Cancer Pain Management & Palliative Care
The WHO analgesic ladder seems straightforward — until a patient with bone metastases rates pain at 8/10 and you must decide whether to hold the opioid because they're sedated. Palliative pain management is where comfort meets clinical judgment.
Core Concept
Cancer pain management follows the WHO three-step analgesic ladder: Step 1 (mild pain 1-3) uses non-opioids like acetaminophen or NSAIDs; Step 2 (moderate pain 4-6) adds weak opioids such as tramadol or codeine; Step 3 (severe pain 7-10) uses strong opioids like morphine, hydromorphone, or fentanyl. The guiding principle is around-the-clock (ATC) dosing for constant pain with breakthrough doses (typically 10-15% of the total 24-hour opioid dose) available as needed. Adjuvant medications are added at any step: corticosteroids and bisphosphonates for bone pain, gabapentin or pregabalin for neuropathic pain, antidepressants for mixed pain syndromes. In palliative care, the goal shifts from cure to comfort. Respiratory depression risk decreases in opioid-tolerant patients because tolerance to respiratory depression develops alongside analgesic tolerance. Sedation precedes respiratory depression — monitor sedation level as the earliest warning sign. Pain is whatever the patient says it is; the nurse advocates for adequate dosing even when the patient appears comfortable between assessments.

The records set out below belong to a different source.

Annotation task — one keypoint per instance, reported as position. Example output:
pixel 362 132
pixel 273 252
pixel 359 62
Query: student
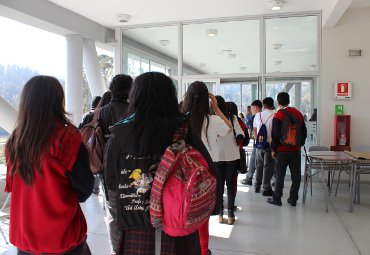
pixel 264 160
pixel 88 117
pixel 256 107
pixel 209 128
pixel 153 117
pixel 48 174
pixel 286 155
pixel 110 113
pixel 228 162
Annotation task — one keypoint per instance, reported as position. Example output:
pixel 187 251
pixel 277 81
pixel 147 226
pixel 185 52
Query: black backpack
pixel 291 130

Equianalgesic dosing is essential when rotating opioids: oral morphine 30 mg ≈ IV morphine 10 mg ≈ oral hydromorphone 4 mg. When switching opioids, reduce the calculated equianalgesic dose by 25-50% to account for incomplete cross-tolerance.
Watch Out For
Don't confuse physical dependence (expected physiologic adaptation) with addiction (compulsive drug-seeking despite harm) — withholding opioids based on addiction fears undertreats cancer pain. Students mix up tolerance (needing higher doses for the same effect) with disease progression causing increased pain — both require dose increases, but the clinical reasoning differs. Sedation is the earliest sign of respiratory depression, not a decreased respiratory rate — assess sedation scales before counting breaths.
Clinical Pearl
Sedation before respiration: if your opioid patient is increasingly drowsy, the respiratory depression alarm is already ringing. Check sedation level first, respiratory rate second.